IRS Releases Guidance on Early Distributions and Loans From Retirement Plans
The IRS issued Notice 2020-50, providing procedures for those taking early distributions and loans from retirement plans related to the COVID-19 pandemic. Generally, the CARES Act permits an exception to the 10% early withdrawal tax under Section 72(t), allows a distribution to be included in income ratably over three years, and provides that a distribution will be treated as though it were paid in a direct rollover to an eligible retirement plan if the distribution is eligible for tax-free rollover treatment and is recontributed to an eligible retirement plan within the three-year period beginning on the day after the date on which distribution was received.

IRS Addresses Refund Limitations Period for Overpayment Attributable to NOLs
The IRS issued Chief Counsel Advice 202023006 in which it addresses the refund limitations period for an overpayment attributable to a net operating loss. Chief Counsel determined a refund claim was timely because it was “attributable to” the NOL for purposes of the special limitations period in Section 6511(d)(2).

Pennsylvania Issues Guidance on Presumption of Sales and Use Tax Exemption 
The Pennsylvania Department of Revenue issued guidance regarding a presumption of sales and use taxation. Under the Pennsylvania Institutions of Purely Public Charity Act, a charitable organization that possesses a valid exemption under is entitled to a rebuttable presumption that it is exempt from Pennsylvania sales and use tax if its annual program service revenues are less than $10 million. The statute also requires the Department of Revenue to increase the maximum revenue level by 1% annually, effective as of July 1. Therefore, effective for the period between July 1, 2020, and June 30, 2021, a charity will be entitled to a rebuttable presumption if its annual service revenues are less than $12,447,159.
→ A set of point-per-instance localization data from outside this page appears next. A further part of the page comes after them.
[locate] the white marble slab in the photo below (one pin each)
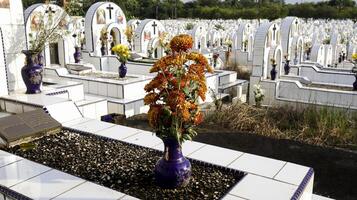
(75, 122)
(232, 197)
(7, 158)
(258, 165)
(90, 191)
(261, 188)
(20, 171)
(93, 126)
(47, 185)
(292, 173)
(144, 138)
(188, 147)
(318, 197)
(216, 155)
(118, 132)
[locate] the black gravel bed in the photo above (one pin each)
(123, 167)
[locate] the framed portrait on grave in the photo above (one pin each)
(120, 17)
(35, 21)
(101, 16)
(4, 3)
(147, 35)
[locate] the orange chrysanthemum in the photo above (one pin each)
(181, 43)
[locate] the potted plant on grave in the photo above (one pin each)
(129, 33)
(286, 65)
(123, 53)
(258, 95)
(215, 58)
(50, 28)
(173, 96)
(150, 52)
(273, 71)
(354, 70)
(104, 41)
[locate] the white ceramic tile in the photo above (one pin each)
(90, 191)
(127, 197)
(261, 188)
(47, 185)
(93, 126)
(188, 147)
(216, 155)
(144, 138)
(103, 89)
(113, 90)
(232, 197)
(118, 132)
(93, 87)
(69, 108)
(318, 197)
(7, 158)
(76, 122)
(20, 171)
(292, 173)
(258, 165)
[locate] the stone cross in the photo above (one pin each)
(154, 26)
(110, 8)
(50, 10)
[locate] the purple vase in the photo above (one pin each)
(273, 72)
(173, 170)
(77, 55)
(287, 67)
(32, 73)
(122, 70)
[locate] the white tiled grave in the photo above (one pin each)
(266, 178)
(37, 181)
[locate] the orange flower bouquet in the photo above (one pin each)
(173, 97)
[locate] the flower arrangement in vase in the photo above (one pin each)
(273, 71)
(104, 41)
(129, 33)
(123, 52)
(258, 95)
(286, 65)
(50, 28)
(354, 70)
(173, 96)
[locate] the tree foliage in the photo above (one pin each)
(228, 9)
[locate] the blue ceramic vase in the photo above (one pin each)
(287, 67)
(122, 70)
(173, 170)
(273, 72)
(32, 73)
(77, 55)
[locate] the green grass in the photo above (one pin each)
(313, 125)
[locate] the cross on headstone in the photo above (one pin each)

Information contained in this publication should not be construed as legal advice or opinion or as a substitute for the advice of counsel. The articles by these authors may have first appeared in other publications. The content provided is for educational and informational purposes for the use of clients and others who may be interested in the subject matter. We recommend that readers seek specific advice from counsel about particular matters of interest.